My First Taste of Ageism
I was just delivered my first taste of “ageism”, when I read the “About” section of a site and it indicated the site was specifically for Millennials. Born just outside the generally accepted Millennial timeline, I am a late Gen Xer, so to speak. Depending on where those Millennials fall on their own timeline, I could be their mother, or at least their big sister or mentor.
My first reaction, as predictable to human nature, was to take offense. After all, I was actually on the “About” section to see if they accepted contributors. In just the first few lines, I felt like it was saying, “If you’re not a Millennial, you’re not wanted.”
I could have stopped there—which is where many stop, when they take offense to something—but I didn’t. To be honest, it wasn’t even a site I’ve visited often. It’s just a habit for me to scope out freelancing opportunities. Instead, I reflected on why it offended me. Was it meant to offend me? Were they really saying, because I am of a different generation, I’m not wanted?
I put it in perspective of my world. The things that affect me. The different generations that surround me. Things I have said to people older than me, when asking for change, that could have been construed by them the same way. What was my intent in that situation? Was it to make them feel unwanted? Was it to make them feel as if they no longer mattered?
And the answer is a resounding NO. Not once, in those moments, was my intent to tell a generation of people—the people who raised me, who taught me, who changed the face of the world for their generation, who fought battles at home and wars abroad—they were no longer relevant. What I was saying to them though was, “You raised me. You taught me. You changed the face of the world for your generation. You fought battles and even wars. Now let me do the same for mine, in my way, in the way that fits my generation, without having to also battle you.”
People who personally know me know that I have a tendency to run toward change, as opposed to away from it. I like change. I enjoy the rush of something new and the possibilities it holds. Nevertheless, I have found, the older I get, the harder it is for me to just pull the rip cord and jump. I now have responsibilities. I have people who depend on me. I have bills to pay and food to buy. I have people I don’t want to disappoint. And, I have preconceived notions of what my world should be. And that last line is exactly where the rift between generations occurs.
Over the years, as Millennials have worked their way into adulthood, I have seen articles and memes ridiculing them, saying they were going to ruin the world. Honestly, I’ve probably even shared a few. But guess what—it was said about our generation, too. And the generation before that. There just wasn’t social media to help spread it to the masses.

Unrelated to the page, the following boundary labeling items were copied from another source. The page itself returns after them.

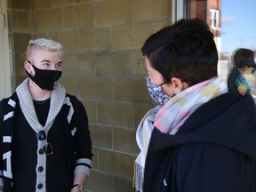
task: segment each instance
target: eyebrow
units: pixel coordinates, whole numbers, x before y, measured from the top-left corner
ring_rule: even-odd
[[[50,60],[41,60],[41,63],[43,63],[43,62],[49,62],[49,63],[51,63],[51,61],[50,61]],[[59,61],[57,64],[62,64],[62,61]]]

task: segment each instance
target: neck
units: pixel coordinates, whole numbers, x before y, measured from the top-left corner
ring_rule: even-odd
[[[28,89],[34,100],[45,100],[51,97],[52,91],[41,89],[35,82],[29,79]]]

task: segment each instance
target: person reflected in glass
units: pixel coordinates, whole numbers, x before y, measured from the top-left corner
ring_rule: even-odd
[[[147,129],[137,137],[148,143],[141,191],[254,192],[255,103],[228,92],[218,76],[209,26],[180,20],[151,35],[141,51],[150,82],[171,97],[149,138]]]
[[[252,85],[254,84],[252,74],[256,69],[254,52],[245,48],[237,49],[233,56],[233,63],[228,78],[228,89],[242,95],[251,94]]]

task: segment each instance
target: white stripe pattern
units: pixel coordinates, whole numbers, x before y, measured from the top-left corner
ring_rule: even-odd
[[[12,117],[14,115],[14,111],[11,111],[8,114],[4,115],[4,121],[6,121],[8,118]]]
[[[67,117],[68,124],[70,124],[71,118],[72,118],[73,114],[74,114],[74,108],[73,108],[72,103],[70,101],[70,99],[68,97],[66,97],[66,104],[68,106],[70,106],[69,112],[68,112],[68,115]]]

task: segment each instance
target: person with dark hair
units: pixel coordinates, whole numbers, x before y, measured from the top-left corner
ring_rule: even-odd
[[[236,50],[233,56],[233,68],[228,78],[228,89],[242,95],[251,94],[251,84],[254,81],[252,74],[255,69],[254,52],[245,48]]]
[[[137,191],[255,192],[255,104],[218,76],[209,26],[180,20],[141,51],[150,82],[170,100],[156,112],[149,137],[137,132],[147,153]]]

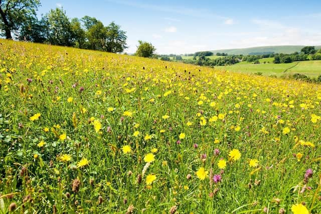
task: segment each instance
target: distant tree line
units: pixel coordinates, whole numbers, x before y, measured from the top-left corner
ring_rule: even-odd
[[[305,60],[321,60],[321,49],[317,51],[314,46],[306,46],[301,50],[300,53],[292,54],[278,54],[274,55],[273,63],[290,63],[295,61]]]
[[[94,17],[68,18],[62,8],[40,20],[38,0],[0,0],[0,33],[7,39],[112,53],[127,48],[126,32],[114,22],[107,26]]]

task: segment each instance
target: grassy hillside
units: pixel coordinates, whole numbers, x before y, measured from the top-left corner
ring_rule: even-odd
[[[0,41],[2,212],[319,213],[321,85]]]
[[[310,77],[317,77],[321,75],[321,60],[275,64],[272,63],[272,59],[266,58],[266,59],[260,60],[261,63],[265,61],[266,62],[269,62],[270,63],[253,64],[247,62],[242,62],[231,66],[217,66],[216,68],[222,70],[248,74],[262,72],[265,76],[276,75],[278,77],[298,73]]]
[[[218,52],[225,53],[229,55],[240,54],[247,55],[250,53],[255,52],[274,52],[275,53],[291,54],[295,52],[299,52],[304,47],[303,46],[264,46],[237,49],[216,50],[210,51],[213,52],[214,54]],[[316,46],[315,48],[317,49],[319,49],[321,48],[321,46]]]

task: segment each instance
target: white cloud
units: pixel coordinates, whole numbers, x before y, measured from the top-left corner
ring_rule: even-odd
[[[232,19],[228,19],[224,22],[225,25],[233,25],[234,24],[234,21]]]
[[[153,34],[152,35],[152,38],[154,39],[161,39],[163,38],[162,35],[159,35],[159,34]]]
[[[166,29],[165,32],[168,33],[175,33],[177,32],[177,29],[174,26],[172,26]]]

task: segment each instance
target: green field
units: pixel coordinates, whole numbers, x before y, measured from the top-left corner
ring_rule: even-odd
[[[225,53],[229,55],[243,54],[247,55],[250,53],[255,52],[274,52],[282,53],[283,54],[291,54],[292,53],[299,52],[304,46],[264,46],[248,48],[235,49],[222,49],[215,50],[212,51],[214,54],[217,53]],[[321,48],[321,46],[315,46],[316,49]]]
[[[266,58],[271,62],[273,58]],[[268,59],[268,60],[267,60]],[[316,77],[321,74],[321,60],[294,62],[291,63],[275,64],[270,63],[253,64],[244,62],[231,66],[217,66],[221,70],[254,74],[262,72],[264,76],[276,75],[278,77],[295,73],[300,73],[310,77]]]

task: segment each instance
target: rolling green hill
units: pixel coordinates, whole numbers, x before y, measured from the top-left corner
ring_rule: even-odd
[[[263,46],[253,48],[236,49],[222,49],[210,51],[214,53],[225,53],[229,55],[243,54],[247,55],[251,53],[274,52],[282,53],[283,54],[291,54],[295,52],[299,52],[304,46]],[[321,46],[315,46],[316,49],[321,49]]]

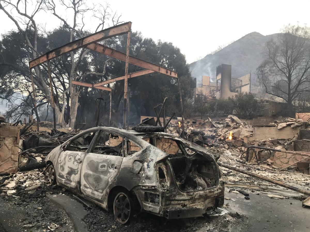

Can I get behind “safe space”? Not generally, no. Do I think this constant state of being offended we seem to be in is ridiculous? Yes, I do.
But, some good things came out of these changes, too. Many of those changes were kick-started by my parents’ generation, as well as mine.
Children and adults with disabilities are no longer cast to the side. Rights that were previously denied to entire groups of people were fought for and claimed. I don’t have to fight to have a career and be a mother, anymore. I’m not expected to wear a dress every day. (That one I’m particularly thankful for.) Shoot, for the most part, I could wear jeans, and no one, except the generation before me, would notice. (Yoga pants, I’m still not sold on.)
And, while I identify more as an equalitist, than a feminist, it is nice to see the use of masculine words to denote power and strength, and feminine words to denote weakness, being called on the carpet. There are too many good things, both small and great, that I could name. You already know them.
And every time those battles were fought, the previous generation often ridiculed it and stood in the way. When the dust settled and the world didn’t end, they went on about their business, even enjoying the fruits of those battles.
This generation may not get everything right, but then again, neither did yours. Neither did mine. They will either fix those things themselves, or the next generation will fix it for them.
The fact is, the generation below you sat on your knee and heard your stories. They heard how you fought for things that were important to you. They heard how you fought to change the way things had been done, to make it the world you want to live in, because it was YOUR world then.
And now it’s theirs, or at least almost theirs. So, let them fight amongst themselves, to shape the world that best fits them.
I would prefer be a mentor, not a wall, and let those “whippersnappers” do their thing. I’m sure there are plenty of places out there for me.
If not, maybe I’ll just create one. You never know.